De muur wordt hoger dan John zich had voorgesteld. Oneindig veel hoger. Vorige week vertelde een bouwvakker hem dat niemand wist wanneer ze zouden stoppen. “Zelfs de opzichter weet niet wat het hoogste punt is. We krijgen alleen maar te horen dat we moeten doorwerken.”
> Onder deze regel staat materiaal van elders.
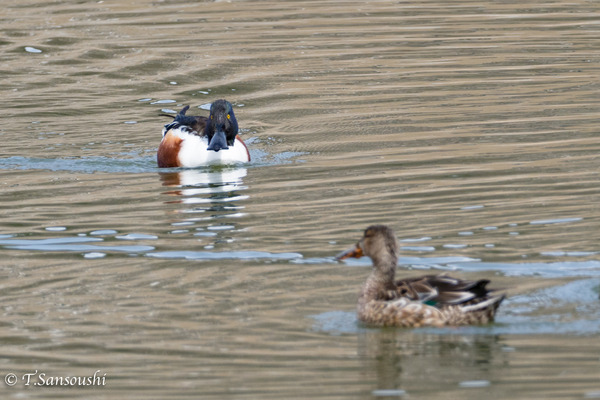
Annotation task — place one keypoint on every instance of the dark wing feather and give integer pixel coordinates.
(196, 123)
(443, 290)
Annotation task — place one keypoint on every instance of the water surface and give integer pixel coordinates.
(470, 128)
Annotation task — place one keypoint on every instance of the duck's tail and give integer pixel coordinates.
(484, 310)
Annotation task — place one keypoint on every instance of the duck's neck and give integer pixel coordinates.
(381, 280)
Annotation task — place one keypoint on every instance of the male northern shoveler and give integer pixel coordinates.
(192, 141)
(431, 300)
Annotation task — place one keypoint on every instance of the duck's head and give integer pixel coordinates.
(378, 242)
(221, 127)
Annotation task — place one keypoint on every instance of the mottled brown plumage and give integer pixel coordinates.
(430, 300)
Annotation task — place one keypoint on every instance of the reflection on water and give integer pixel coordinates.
(470, 129)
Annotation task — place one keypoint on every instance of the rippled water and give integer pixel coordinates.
(470, 128)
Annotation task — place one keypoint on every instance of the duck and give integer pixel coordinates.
(195, 141)
(430, 300)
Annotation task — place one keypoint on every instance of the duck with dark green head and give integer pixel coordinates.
(194, 141)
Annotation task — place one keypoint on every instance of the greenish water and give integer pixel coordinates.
(470, 128)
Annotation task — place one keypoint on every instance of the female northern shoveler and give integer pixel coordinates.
(431, 300)
(191, 141)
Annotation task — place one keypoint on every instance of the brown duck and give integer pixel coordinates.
(430, 300)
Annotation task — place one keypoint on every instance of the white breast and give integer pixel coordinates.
(193, 152)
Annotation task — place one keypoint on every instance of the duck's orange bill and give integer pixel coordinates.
(353, 252)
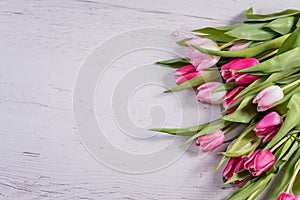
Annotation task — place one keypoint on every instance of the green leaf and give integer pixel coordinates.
(241, 175)
(205, 76)
(245, 112)
(282, 62)
(293, 41)
(214, 34)
(174, 63)
(292, 120)
(250, 17)
(247, 52)
(254, 32)
(283, 25)
(286, 175)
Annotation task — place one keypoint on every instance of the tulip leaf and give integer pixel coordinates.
(293, 41)
(282, 62)
(292, 120)
(288, 170)
(241, 175)
(250, 17)
(245, 112)
(214, 34)
(283, 25)
(205, 76)
(174, 63)
(253, 32)
(247, 52)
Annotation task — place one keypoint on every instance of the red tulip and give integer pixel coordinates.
(259, 162)
(234, 166)
(286, 196)
(185, 73)
(267, 97)
(230, 74)
(268, 126)
(206, 93)
(211, 141)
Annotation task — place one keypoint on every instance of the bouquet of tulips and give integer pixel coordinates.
(259, 62)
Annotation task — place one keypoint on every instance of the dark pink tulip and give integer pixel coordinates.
(206, 93)
(185, 73)
(259, 162)
(230, 74)
(238, 46)
(201, 60)
(234, 166)
(230, 98)
(286, 196)
(268, 126)
(211, 141)
(267, 97)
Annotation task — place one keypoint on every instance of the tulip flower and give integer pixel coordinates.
(211, 141)
(230, 99)
(206, 93)
(229, 71)
(185, 73)
(286, 196)
(267, 97)
(259, 162)
(239, 46)
(268, 126)
(234, 166)
(199, 59)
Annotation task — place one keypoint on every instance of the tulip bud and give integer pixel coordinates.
(234, 166)
(267, 97)
(238, 46)
(259, 162)
(211, 141)
(206, 93)
(230, 99)
(268, 126)
(286, 196)
(229, 71)
(185, 73)
(199, 59)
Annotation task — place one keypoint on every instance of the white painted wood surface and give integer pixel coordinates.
(43, 44)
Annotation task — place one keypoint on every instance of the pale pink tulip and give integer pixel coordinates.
(211, 141)
(259, 162)
(230, 74)
(286, 196)
(185, 73)
(239, 46)
(206, 93)
(199, 59)
(267, 97)
(268, 126)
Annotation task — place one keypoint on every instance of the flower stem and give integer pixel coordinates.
(297, 169)
(291, 85)
(268, 55)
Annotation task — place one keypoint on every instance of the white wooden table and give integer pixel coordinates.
(43, 45)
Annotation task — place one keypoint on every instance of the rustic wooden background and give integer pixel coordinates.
(42, 47)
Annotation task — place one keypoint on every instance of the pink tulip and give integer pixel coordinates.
(211, 141)
(238, 46)
(229, 71)
(199, 59)
(286, 196)
(259, 162)
(207, 95)
(234, 166)
(267, 97)
(268, 126)
(230, 98)
(185, 73)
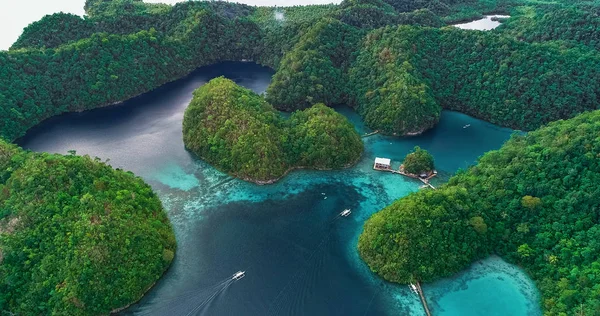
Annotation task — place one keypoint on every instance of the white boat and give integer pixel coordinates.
(238, 275)
(414, 289)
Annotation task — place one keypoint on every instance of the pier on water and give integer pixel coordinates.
(423, 300)
(384, 164)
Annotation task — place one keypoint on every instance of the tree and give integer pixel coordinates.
(418, 161)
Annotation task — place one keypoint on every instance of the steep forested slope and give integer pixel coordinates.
(76, 236)
(535, 202)
(484, 74)
(240, 133)
(126, 47)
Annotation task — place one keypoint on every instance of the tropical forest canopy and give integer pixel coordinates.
(395, 61)
(76, 236)
(535, 202)
(237, 131)
(398, 78)
(418, 161)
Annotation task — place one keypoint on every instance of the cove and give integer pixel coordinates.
(299, 256)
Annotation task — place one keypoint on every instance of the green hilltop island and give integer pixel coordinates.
(78, 237)
(238, 132)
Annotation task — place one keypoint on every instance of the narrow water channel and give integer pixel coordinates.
(300, 258)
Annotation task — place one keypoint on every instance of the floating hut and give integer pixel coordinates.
(382, 164)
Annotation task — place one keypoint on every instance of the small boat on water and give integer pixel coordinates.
(413, 288)
(238, 275)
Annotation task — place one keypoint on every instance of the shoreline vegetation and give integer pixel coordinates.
(533, 202)
(396, 62)
(98, 237)
(239, 133)
(351, 53)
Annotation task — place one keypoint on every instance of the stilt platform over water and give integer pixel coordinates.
(370, 134)
(384, 164)
(423, 300)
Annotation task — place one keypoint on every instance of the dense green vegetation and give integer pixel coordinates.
(236, 130)
(418, 161)
(399, 79)
(534, 202)
(570, 25)
(484, 74)
(76, 236)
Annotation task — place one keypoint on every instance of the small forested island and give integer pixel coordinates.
(238, 132)
(534, 202)
(80, 238)
(76, 236)
(418, 161)
(392, 60)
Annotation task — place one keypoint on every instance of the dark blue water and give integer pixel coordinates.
(299, 256)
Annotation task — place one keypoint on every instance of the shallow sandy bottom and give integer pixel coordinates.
(300, 256)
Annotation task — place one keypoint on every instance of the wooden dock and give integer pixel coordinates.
(412, 176)
(370, 134)
(423, 300)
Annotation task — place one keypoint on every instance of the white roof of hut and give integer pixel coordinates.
(382, 161)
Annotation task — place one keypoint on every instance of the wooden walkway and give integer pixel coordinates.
(370, 134)
(423, 300)
(425, 181)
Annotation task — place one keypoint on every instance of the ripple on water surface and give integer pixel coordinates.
(300, 256)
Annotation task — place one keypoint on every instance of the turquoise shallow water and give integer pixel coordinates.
(300, 256)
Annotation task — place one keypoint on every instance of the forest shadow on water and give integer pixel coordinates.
(292, 251)
(299, 257)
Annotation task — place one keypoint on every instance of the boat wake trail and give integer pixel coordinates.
(192, 302)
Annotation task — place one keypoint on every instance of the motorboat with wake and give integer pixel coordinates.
(414, 289)
(238, 275)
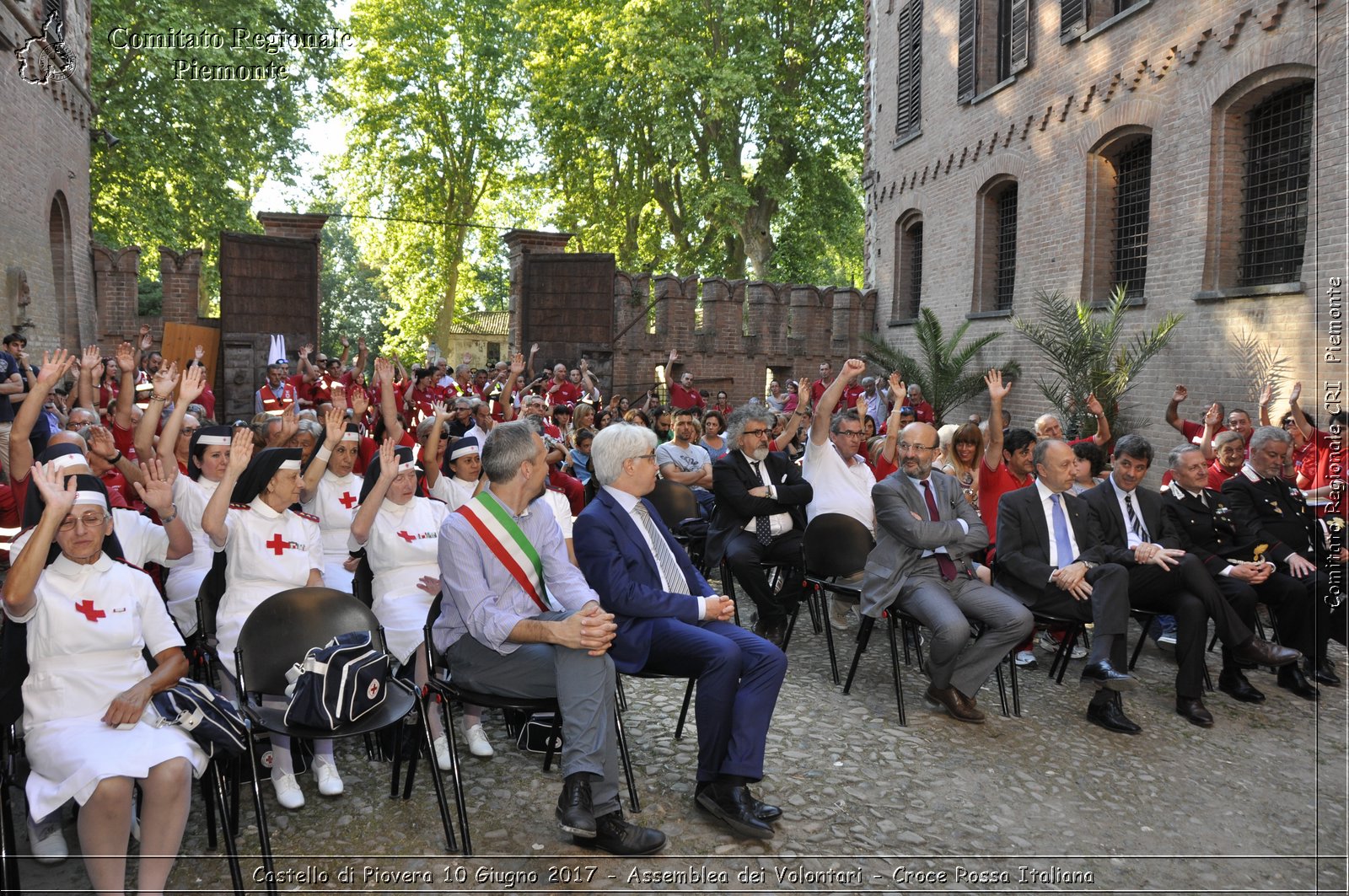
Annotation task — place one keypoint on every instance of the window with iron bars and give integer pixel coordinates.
(1132, 188)
(1274, 201)
(1005, 271)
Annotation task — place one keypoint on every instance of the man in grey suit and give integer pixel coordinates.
(924, 536)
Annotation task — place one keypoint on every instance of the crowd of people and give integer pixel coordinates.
(519, 494)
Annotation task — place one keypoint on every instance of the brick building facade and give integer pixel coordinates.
(45, 253)
(1070, 145)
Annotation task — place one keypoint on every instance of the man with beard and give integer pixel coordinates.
(503, 632)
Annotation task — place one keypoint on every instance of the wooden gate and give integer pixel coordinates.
(269, 285)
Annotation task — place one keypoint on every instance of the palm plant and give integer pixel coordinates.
(1083, 347)
(942, 373)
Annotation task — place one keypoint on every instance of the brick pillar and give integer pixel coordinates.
(521, 243)
(115, 278)
(181, 278)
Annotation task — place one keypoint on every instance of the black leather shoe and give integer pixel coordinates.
(1236, 686)
(762, 811)
(573, 807)
(1293, 679)
(1108, 676)
(1322, 673)
(1191, 709)
(1110, 716)
(1265, 653)
(622, 838)
(732, 804)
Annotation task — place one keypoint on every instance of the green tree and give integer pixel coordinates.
(942, 372)
(435, 101)
(1085, 350)
(701, 135)
(191, 154)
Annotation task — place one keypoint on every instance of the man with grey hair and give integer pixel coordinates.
(503, 632)
(671, 622)
(1272, 510)
(760, 517)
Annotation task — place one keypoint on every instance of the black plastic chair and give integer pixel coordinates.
(443, 689)
(276, 636)
(836, 545)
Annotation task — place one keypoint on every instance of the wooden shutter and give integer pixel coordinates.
(1020, 34)
(1072, 18)
(966, 62)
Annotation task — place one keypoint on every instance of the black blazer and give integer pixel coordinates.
(1104, 502)
(1274, 513)
(1022, 559)
(735, 507)
(1207, 530)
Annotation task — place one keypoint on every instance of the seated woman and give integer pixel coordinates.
(400, 532)
(270, 548)
(88, 620)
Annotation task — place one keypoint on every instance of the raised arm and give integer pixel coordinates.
(997, 392)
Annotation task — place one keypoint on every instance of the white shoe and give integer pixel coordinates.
(442, 747)
(478, 743)
(288, 788)
(841, 612)
(330, 781)
(47, 841)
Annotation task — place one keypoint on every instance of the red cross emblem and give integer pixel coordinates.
(89, 613)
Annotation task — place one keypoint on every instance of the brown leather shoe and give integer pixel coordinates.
(959, 706)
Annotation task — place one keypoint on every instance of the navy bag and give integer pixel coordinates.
(204, 713)
(337, 683)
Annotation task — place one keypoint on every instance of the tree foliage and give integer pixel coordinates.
(435, 101)
(191, 154)
(942, 373)
(703, 137)
(1085, 350)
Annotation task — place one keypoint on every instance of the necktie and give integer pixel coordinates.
(943, 561)
(1135, 523)
(762, 525)
(665, 561)
(1062, 540)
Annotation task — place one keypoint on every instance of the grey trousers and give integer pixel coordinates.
(583, 686)
(948, 608)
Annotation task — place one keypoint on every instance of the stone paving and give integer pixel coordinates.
(1042, 802)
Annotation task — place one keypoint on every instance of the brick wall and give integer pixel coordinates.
(1184, 72)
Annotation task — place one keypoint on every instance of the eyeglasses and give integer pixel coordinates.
(89, 520)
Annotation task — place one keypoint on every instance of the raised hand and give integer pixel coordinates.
(997, 389)
(155, 490)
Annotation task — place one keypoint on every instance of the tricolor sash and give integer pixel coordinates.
(508, 543)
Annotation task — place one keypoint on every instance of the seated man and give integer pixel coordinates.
(1207, 529)
(1051, 559)
(841, 480)
(685, 462)
(926, 537)
(503, 632)
(1166, 579)
(1270, 510)
(671, 621)
(760, 517)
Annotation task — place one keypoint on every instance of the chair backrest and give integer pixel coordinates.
(674, 502)
(836, 544)
(283, 628)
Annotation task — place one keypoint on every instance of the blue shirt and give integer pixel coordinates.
(486, 601)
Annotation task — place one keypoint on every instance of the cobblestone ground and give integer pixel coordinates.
(1034, 803)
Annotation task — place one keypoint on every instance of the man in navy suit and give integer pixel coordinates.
(669, 621)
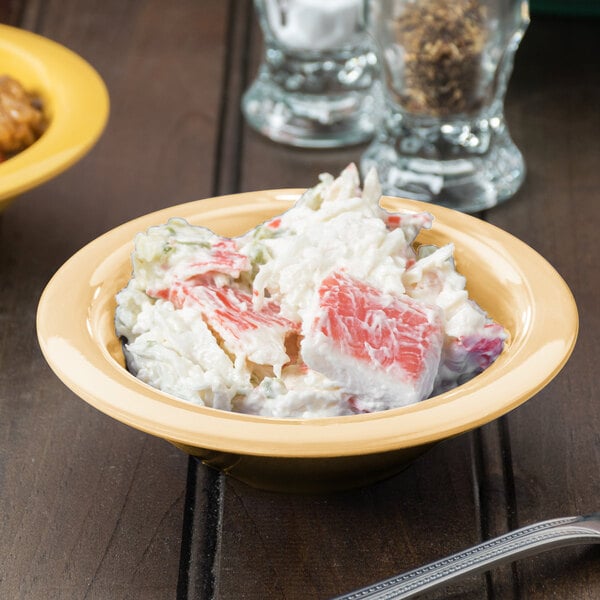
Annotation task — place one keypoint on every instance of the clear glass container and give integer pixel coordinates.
(444, 138)
(318, 85)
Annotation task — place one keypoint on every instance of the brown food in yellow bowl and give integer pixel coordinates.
(22, 119)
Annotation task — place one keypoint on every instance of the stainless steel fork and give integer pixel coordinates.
(515, 544)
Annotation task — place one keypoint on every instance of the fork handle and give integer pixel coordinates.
(506, 548)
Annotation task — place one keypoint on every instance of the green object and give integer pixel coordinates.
(580, 8)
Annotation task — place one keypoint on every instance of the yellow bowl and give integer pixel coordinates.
(509, 279)
(75, 103)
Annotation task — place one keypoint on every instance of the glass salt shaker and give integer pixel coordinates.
(319, 82)
(444, 138)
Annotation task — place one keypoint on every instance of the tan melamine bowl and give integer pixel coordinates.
(511, 281)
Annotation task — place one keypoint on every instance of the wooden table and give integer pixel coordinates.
(90, 508)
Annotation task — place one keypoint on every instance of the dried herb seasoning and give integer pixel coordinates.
(443, 43)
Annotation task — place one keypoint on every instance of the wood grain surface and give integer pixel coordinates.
(92, 509)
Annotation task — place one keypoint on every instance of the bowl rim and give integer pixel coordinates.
(76, 97)
(71, 348)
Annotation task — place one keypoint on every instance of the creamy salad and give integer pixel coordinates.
(322, 311)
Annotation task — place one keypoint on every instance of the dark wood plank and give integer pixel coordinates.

John kijkt naar de muur. Vroeger kwam hij naar deze heuvel als hij wilde nadenken. Hij zag de goudgele velden, de Rio Grande, het machtige aanzicht van Ciudad Juarez. Ooit een stad die bekend stond om zijn doden, maar sinds een paar jaar één van de veiligste en welvarendste steden van Mexico. Nu ziet John alleen massief beton.
Stofwolken spatten op, de motor gromt, John rijdt weg. De straten van El Paso zijn niet meer wat ze geweest zijn, denk hij, loerend door de voorruit. Sinds de muur valt er geen zonlicht meer in de stad. Misschien valt er in heel Texas geen zonlicht meer, dat weet John niet, de staat is groot, maar de muur is waarschijnlijk nog groter. Winkels, kantoren, trottoirs. Overal schaduw. De inwoners lopen anders over straat. Hoofden gebogen, handen diep in de zakken, schouders opgetrokken. De muur doet iets met mensen, denkt John.
Zelf heeft hij een veehouderij. Overgenomen van zijn vader. De inkomsten dalen. Door de muur groeit het gras slecht en zijn de dieren onrustig. Zijn koeien zien er verschrikkelijk uit. Uitgemergeld en angstig, alsof een onzichtbaar monster ze langzaam van binnenuit opvreet.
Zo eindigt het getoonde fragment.